Clinical Evidence

Evom AI's Proven Impact in Cardiology

3
Congress abstracts
0
Peer-reviewed publications
Congress Abstracts

Published Studies

Our scientific evidence covers echo automation and EKG-based predictions.

Echo AI EACVI 2026

Development and validation of AI algorithm for automated regional wall motion abnormality assessment and coronary artery disease prediction

A deep learning model using temporal shift module architecture, trained on 22,527 echo studies and validated across 115 patients (1,955 segments), achieved expert-comparable performance for RWMA detection and significant CAD prediction — supporting AI as an automated screening tool for wall motion analysis.

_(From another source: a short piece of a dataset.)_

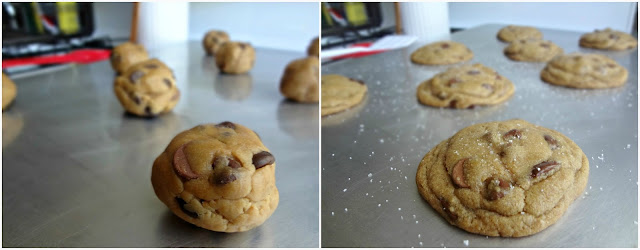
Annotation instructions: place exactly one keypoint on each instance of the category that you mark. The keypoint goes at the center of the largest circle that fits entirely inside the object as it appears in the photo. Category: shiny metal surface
(370, 154)
(77, 171)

Secondary hospital · Incheon, Korea · n = 115 patients Read study
Echo AI EACVI 2026

AI-Based Automated Echocardiographic Analysis: Validation Against Manual Echocardiography and CMR in Ischemic, Hypertrophic, and Amyloid Cardiomyopathies

Single-center retrospective study across 145 patients with ICM, HCM, and cardiac amyloidosis demonstrating that AI-Echo measurements match expert manual echocardiography and show comparable or superior agreement with CMR for volumetric and functional parameters.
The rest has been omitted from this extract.